Politicians turn to superstition before Indian elections
Temples report brisk trade in prayers and blessings
April 4, 2014
With just three days to go until the general election begins, politicians have become more superstitious than usual in a bid to win India’s most closely fought polls in years.
From conducting special prayers to filing nominations at an astrologically auspicious time, to checking Vastu Shastra – India’s version of Feng Shui – in their homes, candidates are resorting to the gods to help ensure victory at the ballot box.

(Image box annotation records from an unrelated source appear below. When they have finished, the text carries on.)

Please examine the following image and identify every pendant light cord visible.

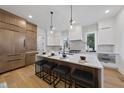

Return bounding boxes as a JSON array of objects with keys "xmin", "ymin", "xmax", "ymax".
[
  {"xmin": 70, "ymin": 5, "xmax": 73, "ymax": 25},
  {"xmin": 50, "ymin": 11, "xmax": 53, "ymax": 29}
]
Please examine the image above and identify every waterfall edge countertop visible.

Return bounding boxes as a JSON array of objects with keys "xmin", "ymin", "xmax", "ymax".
[
  {"xmin": 37, "ymin": 53, "xmax": 104, "ymax": 87},
  {"xmin": 37, "ymin": 53, "xmax": 103, "ymax": 69}
]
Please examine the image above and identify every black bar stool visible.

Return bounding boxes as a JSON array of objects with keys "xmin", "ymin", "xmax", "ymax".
[
  {"xmin": 43, "ymin": 62, "xmax": 57, "ymax": 85},
  {"xmin": 71, "ymin": 69, "xmax": 93, "ymax": 88},
  {"xmin": 53, "ymin": 65, "xmax": 71, "ymax": 88},
  {"xmin": 35, "ymin": 60, "xmax": 47, "ymax": 78}
]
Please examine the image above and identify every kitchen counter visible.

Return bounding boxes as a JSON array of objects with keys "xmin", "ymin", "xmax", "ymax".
[
  {"xmin": 37, "ymin": 53, "xmax": 104, "ymax": 87},
  {"xmin": 38, "ymin": 53, "xmax": 103, "ymax": 69}
]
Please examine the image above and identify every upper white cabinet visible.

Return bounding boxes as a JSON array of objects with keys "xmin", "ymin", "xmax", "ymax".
[
  {"xmin": 69, "ymin": 26, "xmax": 82, "ymax": 40},
  {"xmin": 47, "ymin": 31, "xmax": 61, "ymax": 46},
  {"xmin": 98, "ymin": 18, "xmax": 115, "ymax": 45},
  {"xmin": 98, "ymin": 17, "xmax": 114, "ymax": 29}
]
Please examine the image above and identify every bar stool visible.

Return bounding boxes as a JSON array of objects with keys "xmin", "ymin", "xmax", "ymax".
[
  {"xmin": 43, "ymin": 62, "xmax": 57, "ymax": 85},
  {"xmin": 53, "ymin": 65, "xmax": 71, "ymax": 88},
  {"xmin": 35, "ymin": 60, "xmax": 47, "ymax": 78},
  {"xmin": 71, "ymin": 69, "xmax": 93, "ymax": 88}
]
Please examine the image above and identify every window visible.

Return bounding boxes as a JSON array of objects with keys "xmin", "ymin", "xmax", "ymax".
[{"xmin": 85, "ymin": 32, "xmax": 96, "ymax": 52}]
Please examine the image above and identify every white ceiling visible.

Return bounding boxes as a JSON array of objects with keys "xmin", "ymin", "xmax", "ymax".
[{"xmin": 0, "ymin": 5, "xmax": 123, "ymax": 31}]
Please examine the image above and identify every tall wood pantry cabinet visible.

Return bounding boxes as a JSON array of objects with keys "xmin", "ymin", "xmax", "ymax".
[{"xmin": 0, "ymin": 9, "xmax": 37, "ymax": 73}]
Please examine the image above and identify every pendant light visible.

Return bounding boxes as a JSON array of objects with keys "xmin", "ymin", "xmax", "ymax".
[
  {"xmin": 50, "ymin": 11, "xmax": 54, "ymax": 34},
  {"xmin": 69, "ymin": 5, "xmax": 75, "ymax": 29}
]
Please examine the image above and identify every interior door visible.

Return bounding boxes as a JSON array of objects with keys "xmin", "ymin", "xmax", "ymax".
[
  {"xmin": 26, "ymin": 31, "xmax": 37, "ymax": 50},
  {"xmin": 0, "ymin": 29, "xmax": 14, "ymax": 55},
  {"xmin": 14, "ymin": 31, "xmax": 25, "ymax": 53}
]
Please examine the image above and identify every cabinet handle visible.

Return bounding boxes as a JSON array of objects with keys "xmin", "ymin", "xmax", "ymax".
[
  {"xmin": 8, "ymin": 54, "xmax": 21, "ymax": 56},
  {"xmin": 8, "ymin": 59, "xmax": 21, "ymax": 62},
  {"xmin": 24, "ymin": 39, "xmax": 25, "ymax": 48}
]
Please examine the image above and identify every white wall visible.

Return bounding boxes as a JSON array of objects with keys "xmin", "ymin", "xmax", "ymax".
[
  {"xmin": 37, "ymin": 27, "xmax": 46, "ymax": 53},
  {"xmin": 82, "ymin": 23, "xmax": 98, "ymax": 50},
  {"xmin": 115, "ymin": 8, "xmax": 124, "ymax": 75}
]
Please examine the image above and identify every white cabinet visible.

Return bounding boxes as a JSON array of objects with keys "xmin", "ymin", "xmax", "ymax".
[
  {"xmin": 98, "ymin": 17, "xmax": 114, "ymax": 29},
  {"xmin": 98, "ymin": 18, "xmax": 115, "ymax": 45},
  {"xmin": 69, "ymin": 26, "xmax": 82, "ymax": 40},
  {"xmin": 98, "ymin": 28, "xmax": 114, "ymax": 45},
  {"xmin": 47, "ymin": 31, "xmax": 60, "ymax": 46}
]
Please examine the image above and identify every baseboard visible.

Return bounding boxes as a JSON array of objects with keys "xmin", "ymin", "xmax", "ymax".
[{"xmin": 118, "ymin": 69, "xmax": 124, "ymax": 75}]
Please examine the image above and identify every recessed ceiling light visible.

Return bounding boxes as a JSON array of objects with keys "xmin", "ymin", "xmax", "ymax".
[
  {"xmin": 105, "ymin": 10, "xmax": 110, "ymax": 14},
  {"xmin": 28, "ymin": 15, "xmax": 32, "ymax": 18}
]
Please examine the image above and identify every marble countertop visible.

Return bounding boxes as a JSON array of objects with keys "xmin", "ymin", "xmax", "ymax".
[{"xmin": 37, "ymin": 53, "xmax": 103, "ymax": 69}]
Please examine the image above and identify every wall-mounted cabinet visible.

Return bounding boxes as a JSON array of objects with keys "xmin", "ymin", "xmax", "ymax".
[
  {"xmin": 69, "ymin": 26, "xmax": 82, "ymax": 40},
  {"xmin": 47, "ymin": 32, "xmax": 61, "ymax": 46}
]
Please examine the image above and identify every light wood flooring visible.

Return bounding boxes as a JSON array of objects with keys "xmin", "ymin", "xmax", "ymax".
[{"xmin": 0, "ymin": 65, "xmax": 124, "ymax": 88}]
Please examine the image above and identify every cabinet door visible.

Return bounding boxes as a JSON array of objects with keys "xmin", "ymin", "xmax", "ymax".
[
  {"xmin": 26, "ymin": 31, "xmax": 37, "ymax": 50},
  {"xmin": 69, "ymin": 26, "xmax": 82, "ymax": 40},
  {"xmin": 98, "ymin": 28, "xmax": 114, "ymax": 45},
  {"xmin": 0, "ymin": 29, "xmax": 14, "ymax": 55},
  {"xmin": 25, "ymin": 53, "xmax": 36, "ymax": 65},
  {"xmin": 14, "ymin": 31, "xmax": 25, "ymax": 53}
]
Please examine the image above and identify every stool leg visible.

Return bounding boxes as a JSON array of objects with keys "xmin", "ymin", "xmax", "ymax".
[{"xmin": 64, "ymin": 75, "xmax": 66, "ymax": 88}]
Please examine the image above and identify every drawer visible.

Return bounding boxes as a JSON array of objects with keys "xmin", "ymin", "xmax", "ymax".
[
  {"xmin": 7, "ymin": 54, "xmax": 25, "ymax": 61},
  {"xmin": 11, "ymin": 59, "xmax": 25, "ymax": 69},
  {"xmin": 0, "ymin": 62, "xmax": 12, "ymax": 73}
]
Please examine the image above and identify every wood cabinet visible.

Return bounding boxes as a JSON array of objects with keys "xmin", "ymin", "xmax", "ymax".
[
  {"xmin": 0, "ymin": 9, "xmax": 37, "ymax": 73},
  {"xmin": 69, "ymin": 26, "xmax": 82, "ymax": 40},
  {"xmin": 25, "ymin": 52, "xmax": 36, "ymax": 65}
]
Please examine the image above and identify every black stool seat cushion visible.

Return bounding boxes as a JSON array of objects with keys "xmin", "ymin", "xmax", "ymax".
[
  {"xmin": 35, "ymin": 60, "xmax": 47, "ymax": 66},
  {"xmin": 72, "ymin": 69, "xmax": 93, "ymax": 81},
  {"xmin": 43, "ymin": 62, "xmax": 57, "ymax": 69},
  {"xmin": 53, "ymin": 65, "xmax": 70, "ymax": 75}
]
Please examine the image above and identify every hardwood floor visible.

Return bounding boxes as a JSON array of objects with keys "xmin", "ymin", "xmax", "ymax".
[{"xmin": 0, "ymin": 65, "xmax": 124, "ymax": 88}]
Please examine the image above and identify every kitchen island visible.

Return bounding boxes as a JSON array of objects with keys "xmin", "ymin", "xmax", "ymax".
[{"xmin": 38, "ymin": 53, "xmax": 104, "ymax": 88}]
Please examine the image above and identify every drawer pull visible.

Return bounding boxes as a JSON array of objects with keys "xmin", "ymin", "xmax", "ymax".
[
  {"xmin": 8, "ymin": 54, "xmax": 21, "ymax": 56},
  {"xmin": 8, "ymin": 59, "xmax": 21, "ymax": 62}
]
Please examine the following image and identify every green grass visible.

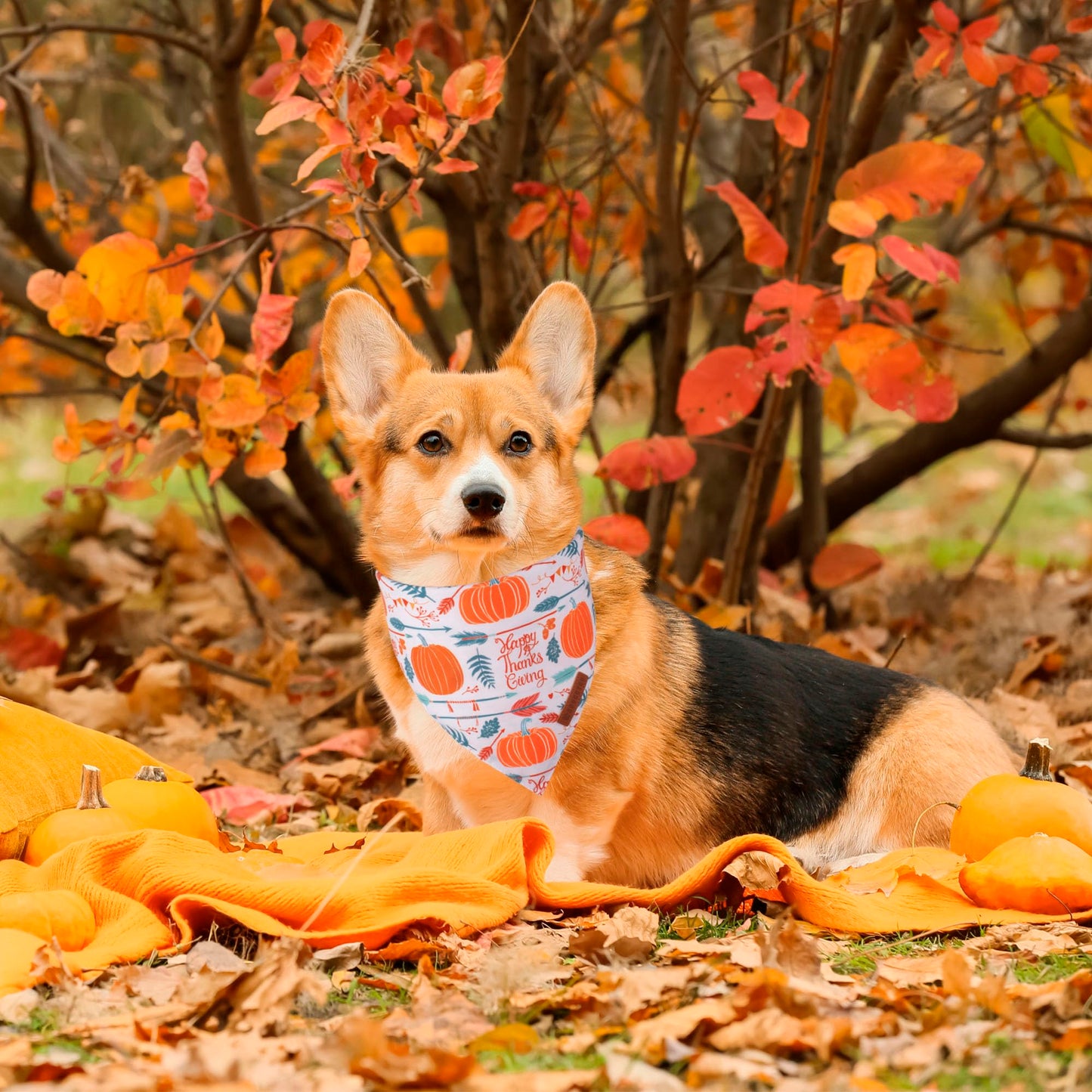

Like many Hindu temples Doodeshwar Nath, dedicated to Lord Shiva in Ghaziabad, Uttar Pradesh, has been busier than usual.
“Divine power helps,” said temple priest Rajendra Sharma. “The leaders get mental satisfaction and inner strength to fight the stress and anxiety they go through during campaigning.”
Outspoken movie actor turned ruling Congress Party lawmaker Raj Babbar visited Doodeshwar at the end of last month, as did former army chief VK Singh of the main opposition Bharatiya Janata Party (BJP) and smaller party leaders including Mukul Updhyay of the Bahujan Samaj Party, Sudhan Rawat from the Samajwadi Party and Shazia Ilmi of the Aam Aadmi Party (AAP).
All are fighting it out in Ghaziabad where voting will take place next Thursday as part of a drawn out, nationwide vote over nine stages which ends on May 12.
Indians typically head to temples for major events including births, marriages and deaths, so why not elections, said Sharma.
“All of these leaders came to the temple and worshipped Lord Shiva before filing their nominations for the polls,” he added.
India’s most senior politicians have also sought divine elelctoral intervention.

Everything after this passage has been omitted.